River Puns

Don't get tide-up in your worries. Enjoy these river puns instead.

River Puns

I thought I was swimming in the river Thames, but apparently I made it all the way to France before I realized I'm in Seine.
Why are small dried up river beds so cool? Because they're ex-stream.
While walking down the plains of the river, I lost my footing and got hit on my head. Now my head is swimming.
As I am walking towards my classroom, I get to know that my miss-is-sippi-ng my glass of water.
What is the most depressed river in Southern Europe? The Crimea River.
Why did the river refuse to join the sea? Because the sea was salty.
Why did the chicken cross the river?
To get to the otter side
Did you know the Mississippi River is a girl?
If it was a guy it would be the misterssippi River.
I once dreamt of crossing a wide river...
But it ended up being just a ferry tale.
Why did the River need Jesus? It was dammed.
What is the name of the car that passes through the narrow stream of the river? Fjord.
What did the sea say to the river? You can run but you can't tide.
Why are you bringing me to this mountain river after our couple therapy session?!
Our therapist said I need to valley date you.
The fisherman lost his new fishing hook in the river. He refused to accept it. He was in the Nile.
what do you call the smaller rivers that run into the nile?
The juveniles
The ocean cut off all ties with the river, because the river turned out to be too shallow.
I see fewer and fewer rainbow tie-dye t-shirts these days. It's a dying art.
What did the river sue for?
Beaver damage.
Why didn't the hipster swim in the river? It was too mainstream.
The scientists decided to clean up the Thames because it had a dirty mouth.
What is at the end of a rainbow?
The letter W.
I'm debating whether I should cross the river on foot or use my rowboat...
It's row v. wade.
What did Sherlock Holmes say to Watson when he noticed sandstone deposits on the river bank? "It's sedimentary, my dear Watson."
What do you call an old snowman? A creek.
In what state is the Amazon River? It is in the liquid state.
The lake did not like the river because it felt that the river was not very lake-able.
I like rivers very much. I was watching a live stream earlier.
Rivers are...
the original streaming service.
Took the family on a whitewater rafting trip, and first time we came to a sudden descent in the river, we lost everything...
That was just one of the downfalls!
The dock keeps floating above the river because of the pier- pressure.
Have you heard about the banker who drowned in a river? It was a river of cash.
I enjoy throwing coins in the river and watching them. I like studying my cash flow.
Where do fish wash?

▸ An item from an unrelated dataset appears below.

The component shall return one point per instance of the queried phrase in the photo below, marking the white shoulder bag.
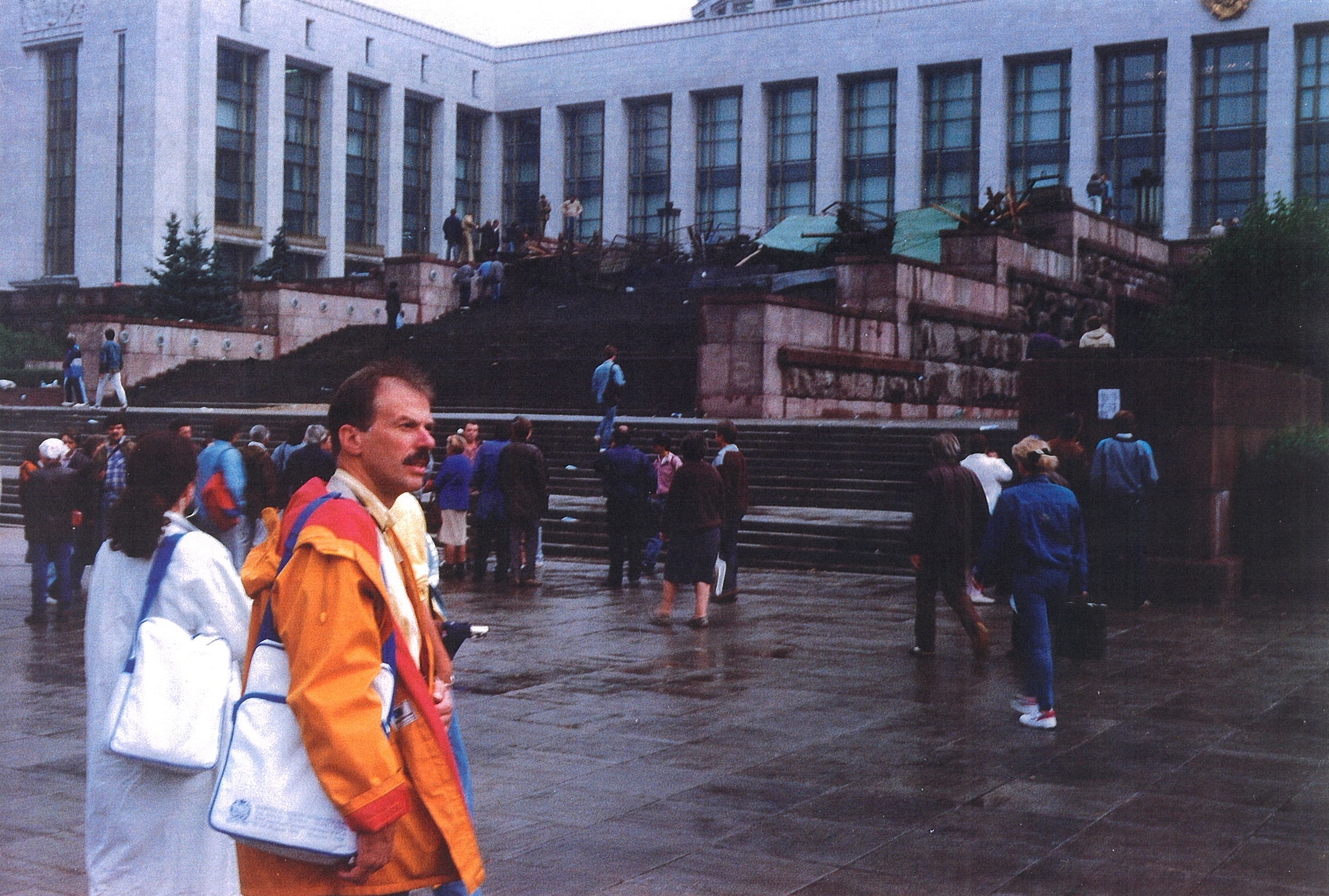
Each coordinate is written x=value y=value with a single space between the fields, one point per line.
x=269 y=796
x=171 y=700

In a river basin.
The reason lakes are bigger than rivers is because one has running water whereas the other water is merely standing.

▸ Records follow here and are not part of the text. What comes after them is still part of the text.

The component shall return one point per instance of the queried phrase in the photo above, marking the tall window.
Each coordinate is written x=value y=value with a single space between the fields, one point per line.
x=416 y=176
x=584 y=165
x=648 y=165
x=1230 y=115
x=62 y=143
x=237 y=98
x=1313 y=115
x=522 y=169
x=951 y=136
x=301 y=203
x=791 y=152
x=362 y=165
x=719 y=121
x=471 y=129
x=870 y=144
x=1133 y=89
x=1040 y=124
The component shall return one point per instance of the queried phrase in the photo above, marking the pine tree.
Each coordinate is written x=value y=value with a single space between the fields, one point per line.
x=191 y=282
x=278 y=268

There are so much beautiful sceneries near the river valleys. They are totally gorges.
What's the fastest thing on the river bed?
A motor-pike and side-carp.
The man got shocked when he got down in the river because the river current was too strong.
Every time I passed a ring-shaped coral reef with a coral rim that encircles a lagoon, I had to pay a fee. It was atoll.
What's the difference between Amazon Prime and the Amazon River? The Amazon River actually has sails.
The insane amount of rainfall in Poland did not lead the river to flood, all was in Oder.
Where do fish keep their money? In river banks.
Who carries out operations in a river? A sturgeon.
The river fish went to the library and asked if he can get a book. The librarian said: "You can start by-rowing it."
Don't get tide-up in sorrows, you will only cry a river.
If your boat turns upside down in the river, you can wear it on your head because it's capsized.
Last night the river was arrested. The river was accused of illegal streaming.
I took a walk down by the river the other day and I heard two birds speaking Spanish...
Turns out they were Portu-Geese.
I have a butcher friend in London. Last week he caught a huge sea creature in the river there and made it into sausage. It was the beast of Thames. It was the wurst of Thames.
I was gonna make a river joke, but I don't think it's current.
Rivers are so lazy they never get out of their beds.